PromptMono: Cross Prompting Attention for Self-Supervised Monocular Depth Estimation in Challenging Environments
This work addresses the difficulty of depth estimation in diverse conditions for applications like autonomous driving, but it appears incremental as it builds on existing self-supervised methods with a novel module.
The paper tackles the problem of monocular depth estimation in challenging environments by introducing a self-supervised learning framework called PromptMono, which uses visual prompt learning and a gated cross prompting attention module to achieve superior performance on datasets like Oxford Robotcar and nuScenes.
Considerable efforts have been made to improve monocular depth estimation under ideal conditions. However, in challenging environments, monocular depth estimation still faces difficulties.

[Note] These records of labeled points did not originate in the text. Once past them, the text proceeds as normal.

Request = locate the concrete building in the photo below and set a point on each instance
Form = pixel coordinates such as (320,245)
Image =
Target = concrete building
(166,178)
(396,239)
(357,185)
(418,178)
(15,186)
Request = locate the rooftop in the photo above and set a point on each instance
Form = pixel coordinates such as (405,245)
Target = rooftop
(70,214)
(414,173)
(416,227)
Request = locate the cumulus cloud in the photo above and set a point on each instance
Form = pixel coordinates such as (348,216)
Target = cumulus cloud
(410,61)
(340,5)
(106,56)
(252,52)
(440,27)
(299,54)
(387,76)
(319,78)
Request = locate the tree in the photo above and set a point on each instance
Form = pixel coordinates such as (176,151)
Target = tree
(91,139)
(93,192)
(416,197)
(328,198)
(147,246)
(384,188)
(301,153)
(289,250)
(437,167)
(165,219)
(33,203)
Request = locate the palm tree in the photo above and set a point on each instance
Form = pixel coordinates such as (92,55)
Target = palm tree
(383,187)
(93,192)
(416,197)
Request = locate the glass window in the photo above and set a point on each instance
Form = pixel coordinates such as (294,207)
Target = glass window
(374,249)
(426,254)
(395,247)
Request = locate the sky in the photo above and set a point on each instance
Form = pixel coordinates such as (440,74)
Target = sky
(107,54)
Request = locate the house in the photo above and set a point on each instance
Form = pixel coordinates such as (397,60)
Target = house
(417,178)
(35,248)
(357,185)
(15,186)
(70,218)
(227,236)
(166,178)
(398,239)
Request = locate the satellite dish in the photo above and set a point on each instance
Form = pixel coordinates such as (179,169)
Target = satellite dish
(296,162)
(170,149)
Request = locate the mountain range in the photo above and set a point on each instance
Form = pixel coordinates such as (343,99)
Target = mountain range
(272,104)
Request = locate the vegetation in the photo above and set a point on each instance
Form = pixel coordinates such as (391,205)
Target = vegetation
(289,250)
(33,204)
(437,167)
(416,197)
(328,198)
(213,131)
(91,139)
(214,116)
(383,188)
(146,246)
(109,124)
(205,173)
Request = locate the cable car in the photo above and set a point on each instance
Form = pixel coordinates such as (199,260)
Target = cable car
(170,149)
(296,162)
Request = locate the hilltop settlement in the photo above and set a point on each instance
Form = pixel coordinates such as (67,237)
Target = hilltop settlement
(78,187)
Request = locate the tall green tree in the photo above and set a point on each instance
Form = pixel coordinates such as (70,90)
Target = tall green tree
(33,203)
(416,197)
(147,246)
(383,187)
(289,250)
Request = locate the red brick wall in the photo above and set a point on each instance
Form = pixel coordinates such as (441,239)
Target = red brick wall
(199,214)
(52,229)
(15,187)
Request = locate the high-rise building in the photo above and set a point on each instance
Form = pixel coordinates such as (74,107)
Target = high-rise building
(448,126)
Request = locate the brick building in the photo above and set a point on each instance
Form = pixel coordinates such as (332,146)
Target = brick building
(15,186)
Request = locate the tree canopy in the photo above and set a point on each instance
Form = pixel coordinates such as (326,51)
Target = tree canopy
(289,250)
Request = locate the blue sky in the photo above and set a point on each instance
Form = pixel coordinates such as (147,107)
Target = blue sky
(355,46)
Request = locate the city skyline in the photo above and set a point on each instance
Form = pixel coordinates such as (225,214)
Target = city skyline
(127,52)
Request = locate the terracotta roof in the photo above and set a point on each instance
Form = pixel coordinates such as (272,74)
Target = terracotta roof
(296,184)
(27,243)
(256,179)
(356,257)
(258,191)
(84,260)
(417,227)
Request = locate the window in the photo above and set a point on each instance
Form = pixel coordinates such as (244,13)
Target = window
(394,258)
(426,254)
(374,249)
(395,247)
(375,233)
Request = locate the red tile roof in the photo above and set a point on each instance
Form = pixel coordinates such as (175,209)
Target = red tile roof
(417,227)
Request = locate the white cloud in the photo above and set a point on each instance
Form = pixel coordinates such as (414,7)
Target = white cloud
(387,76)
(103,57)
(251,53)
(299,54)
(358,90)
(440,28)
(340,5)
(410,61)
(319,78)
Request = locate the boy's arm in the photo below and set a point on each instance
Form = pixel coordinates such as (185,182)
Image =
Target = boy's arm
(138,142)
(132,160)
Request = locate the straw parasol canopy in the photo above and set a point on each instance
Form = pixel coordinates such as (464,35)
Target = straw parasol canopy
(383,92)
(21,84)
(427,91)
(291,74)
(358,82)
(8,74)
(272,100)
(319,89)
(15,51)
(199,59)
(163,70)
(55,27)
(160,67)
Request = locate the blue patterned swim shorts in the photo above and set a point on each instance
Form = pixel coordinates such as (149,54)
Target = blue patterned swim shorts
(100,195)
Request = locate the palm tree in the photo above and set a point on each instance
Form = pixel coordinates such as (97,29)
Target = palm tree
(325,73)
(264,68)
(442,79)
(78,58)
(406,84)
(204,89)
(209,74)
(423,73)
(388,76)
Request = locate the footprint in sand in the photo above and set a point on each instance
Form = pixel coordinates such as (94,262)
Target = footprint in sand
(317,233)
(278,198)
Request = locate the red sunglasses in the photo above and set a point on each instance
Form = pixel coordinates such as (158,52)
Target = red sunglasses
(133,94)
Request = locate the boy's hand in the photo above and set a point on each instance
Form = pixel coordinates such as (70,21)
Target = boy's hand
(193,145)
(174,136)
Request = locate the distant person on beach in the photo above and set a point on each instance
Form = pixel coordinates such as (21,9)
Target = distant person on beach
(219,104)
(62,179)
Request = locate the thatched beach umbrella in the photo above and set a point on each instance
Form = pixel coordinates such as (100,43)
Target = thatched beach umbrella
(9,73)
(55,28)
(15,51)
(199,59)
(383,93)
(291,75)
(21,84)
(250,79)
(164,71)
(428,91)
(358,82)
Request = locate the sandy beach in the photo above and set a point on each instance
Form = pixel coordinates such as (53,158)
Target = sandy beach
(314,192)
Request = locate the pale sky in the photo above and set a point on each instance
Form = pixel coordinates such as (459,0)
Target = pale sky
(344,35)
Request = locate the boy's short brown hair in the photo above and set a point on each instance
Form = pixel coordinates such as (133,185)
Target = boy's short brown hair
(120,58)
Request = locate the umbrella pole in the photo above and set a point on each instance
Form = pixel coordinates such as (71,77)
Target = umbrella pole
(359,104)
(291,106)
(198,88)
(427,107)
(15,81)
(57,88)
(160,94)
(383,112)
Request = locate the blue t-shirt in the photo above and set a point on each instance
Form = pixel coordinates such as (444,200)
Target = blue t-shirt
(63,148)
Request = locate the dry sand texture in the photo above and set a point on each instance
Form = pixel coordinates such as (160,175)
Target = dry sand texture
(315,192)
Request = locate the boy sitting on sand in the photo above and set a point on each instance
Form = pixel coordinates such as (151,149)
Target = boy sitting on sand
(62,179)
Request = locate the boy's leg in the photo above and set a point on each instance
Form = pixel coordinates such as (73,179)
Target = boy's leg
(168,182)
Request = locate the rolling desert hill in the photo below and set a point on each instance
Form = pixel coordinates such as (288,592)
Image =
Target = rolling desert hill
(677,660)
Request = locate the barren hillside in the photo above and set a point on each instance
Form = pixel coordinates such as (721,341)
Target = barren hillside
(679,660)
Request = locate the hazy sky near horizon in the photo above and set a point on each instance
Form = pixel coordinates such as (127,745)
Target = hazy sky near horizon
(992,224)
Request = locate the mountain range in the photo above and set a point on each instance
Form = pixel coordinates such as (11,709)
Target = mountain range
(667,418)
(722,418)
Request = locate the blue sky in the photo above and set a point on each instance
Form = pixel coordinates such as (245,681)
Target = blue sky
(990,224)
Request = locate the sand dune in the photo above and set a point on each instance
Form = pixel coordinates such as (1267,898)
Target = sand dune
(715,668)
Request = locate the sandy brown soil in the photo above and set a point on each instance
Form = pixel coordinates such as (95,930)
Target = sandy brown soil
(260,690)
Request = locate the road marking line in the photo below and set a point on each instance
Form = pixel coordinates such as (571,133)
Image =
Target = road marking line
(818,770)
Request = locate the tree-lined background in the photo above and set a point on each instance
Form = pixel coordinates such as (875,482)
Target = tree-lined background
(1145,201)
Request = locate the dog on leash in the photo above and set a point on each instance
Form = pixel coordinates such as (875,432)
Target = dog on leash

In this paper, we introduce visual prompt learning for predicting depth across different environments within a unified model, and present a self-supervised learning framework called PromptMono. It employs a set of learnable parameters as visual prompts to capture domain-specific knowledge. To integrate prompting information into image representations, a novel gated cross prompting attention (GCPA) module is proposed, which enhances the depth estimation in diverse conditions. We evaluate the proposed PromptMono on the Oxford Robotcar dataset and the nuScenes dataset. Experimental results demonstrate the superior performance of the proposed method.